Hemangiopericytoma (HPC) is an uncommon vascular neoplasm thought to be derived from pericytes. Prediction of patient outcome is difficult based what is currently known about these tumors and histological parameters alone. We compiled 27 cases of HPC and evaluated the spectrum of histological features to investigate whether there was any correlation between histology, immunostaining, prognostic markers, and patient outcome. The following parameters were evaluated: vasculature, histological pattern (solid, myxoid, trabecular, alveolar), degree of cellular pleomorphism, necrosis, mitoses, and giant cell content. Immunohistochemistry was performed to determine the reactivity for CD 31, CD34, vimentin, actin, cytokeratin, S100, actin, and SMA. Proliferative rate was analyzed using antibodies to PCNA and MIB1. Patient's age ranged from 8 months to 75 years (mean, 35; median, 31). Twenty of 27 cases were located in the extremities. The tumors were grossly described as lobulated and well circumscribed (n=12) and nonencapsulated (n=15). By histology, the characteristic ramifying or staghorn vasculature pattern was seen in all cases. A solid histological pattern was mixed with an alveolar pattern in three cases, trabecular pattern in six cases, and myxoid pattern in two cases. Tumor cells were uniform, polygonal to spindle-shaped, often with vesicular nuclei. Tumor giant cells were present in 9 of 27 cases; necrosis, in 11 of 27. Mitoses ranged from 0 to 14 per 10 high-power fields (HPF). Cellular pleomorphism was 1+ in nine cases, 2+ in 12 cases, and 3+ in six cases. Immunohistochemistry showed reactivity for CD34 and vimentin in all cases. Actin was focally positive in one case, and SMA was focally positive in another. CD 31, cytokeratin, and S100 were uniformly nonreactive. Proliferative index measured by PCNA and MIBI ranged between less than 1% and 40% of tumor cells. Follow-up was available in 22 cases and ranged from 1 year to 15 years. Seven patients had metastases, and two recurred locally. Thirteen patients had no evidence of disease at last checkup. Parameters associated with recurrences or metastases include a trabecular pattern, the presence of necrosis, mitoses, vascular invasion, and cellular pleomorphism. Features associated with an aggressive biological behavior can be identified histologically. There was some, but not total, correlation between proliferative markers and tumor aggressiveness.

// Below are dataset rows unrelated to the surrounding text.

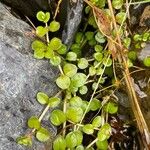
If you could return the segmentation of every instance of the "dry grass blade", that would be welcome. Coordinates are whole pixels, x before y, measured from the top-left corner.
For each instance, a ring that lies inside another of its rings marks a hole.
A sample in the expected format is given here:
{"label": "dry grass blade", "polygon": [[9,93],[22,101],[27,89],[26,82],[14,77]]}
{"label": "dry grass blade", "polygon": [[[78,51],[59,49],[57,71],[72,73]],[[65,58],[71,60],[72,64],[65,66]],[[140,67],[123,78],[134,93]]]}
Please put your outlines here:
{"label": "dry grass blade", "polygon": [[108,2],[109,10],[111,12],[111,16],[112,16],[113,28],[116,31],[115,39],[113,39],[111,37],[111,22],[108,20],[108,18],[103,13],[103,11],[101,9],[95,7],[88,0],[84,0],[84,1],[89,6],[92,7],[93,14],[95,17],[95,21],[98,25],[98,28],[108,39],[109,50],[111,50],[113,58],[117,57],[118,62],[120,63],[120,65],[122,67],[122,74],[125,79],[125,83],[126,83],[127,90],[128,90],[128,95],[130,97],[130,103],[131,103],[132,110],[134,112],[134,115],[135,115],[135,118],[137,121],[137,126],[138,126],[138,129],[141,134],[142,142],[143,142],[145,148],[148,150],[148,149],[150,149],[150,133],[149,133],[149,129],[146,124],[146,121],[144,119],[144,116],[142,114],[142,111],[140,109],[138,99],[137,99],[137,96],[136,96],[136,93],[134,90],[134,83],[130,76],[130,72],[129,72],[128,65],[127,65],[127,56],[124,53],[125,49],[122,45],[121,38],[120,38],[119,34],[117,33],[118,32],[117,23],[115,20],[111,0],[107,0],[107,2]]}

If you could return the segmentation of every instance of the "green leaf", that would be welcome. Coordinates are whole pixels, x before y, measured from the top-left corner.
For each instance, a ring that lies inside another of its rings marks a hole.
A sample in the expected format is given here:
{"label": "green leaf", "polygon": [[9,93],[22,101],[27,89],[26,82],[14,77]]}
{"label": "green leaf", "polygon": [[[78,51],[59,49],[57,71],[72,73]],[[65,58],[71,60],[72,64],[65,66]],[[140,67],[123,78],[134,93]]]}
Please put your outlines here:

血管外皮细胞瘤(HPC)是一种罕见的血管肿瘤,被认为起源于周细胞。仅根据目前对这些肿瘤的了解和组织学参数来预测患者的预后是困难的。我们收集了27例HPC病例,评估了组织学特征谱,以研究组织学、免疫染色、预后标志物与患者预后之间是否存在任何相关性。评估了以下参数:脉管系统、组织学模式(实性、黏液样、小梁状、肺泡状)、细胞多形性程度、坏死、有丝分裂和巨细胞含量。进行免疫组织化学以确定对CD 31、CD34、波形蛋白、肌动蛋白、细胞角蛋白、S100、肌动蛋白和平滑肌肌动蛋白(SMA)的反应性。使用针对增殖细胞核抗原(PCNA)和MIB1的抗体分析增殖率。患者年龄范围为8个月至75岁(平均35岁;中位数31岁)。27例中有20例位于四肢。肿瘤大体上描述为分叶状且边界清晰(n = 12)和无包膜(n = 15)。通过组织学检查,在所有病例中均可见特征性的分支状或鹿角状脉管系统模式。3例中实性组织学模式与肺泡状模式混合,6例与小梁状模式混合,2例与黏液样模式混合。肿瘤细胞均匀一致,呈多边形至梭形,细胞核常呈泡状。27例中有9例存在肿瘤巨细胞;27例中有11例存在坏死。每10个高倍视野(HPF)的有丝分裂数范围为0至14个。9例细胞多形性为1+,12例为2+,6例为3+。免疫组织化学显示所有病例中CD34和波形蛋白均有反应性。1例肌动蛋白局灶性阳性,另1例SMA局灶性阳性。CD 31、细胞角蛋白和S100均无反应性。通过PCNA和MIBI测量的增殖指数在肿瘤细胞的不到1%至40%之间。22例有随访资料,随访时间为1年至15年。7例患者发生转移,2例局部复发。13例患者在最后一次检查时无疾病证据。与复发或转移相关的参数包括小梁状模式、坏死的存在、有丝分裂、血管侵犯和细胞多形性。可以通过组织学识别与侵袭性生物学行为相关的特征。增殖标志物与肿瘤侵袭性之间存在一定但不完全的相关性。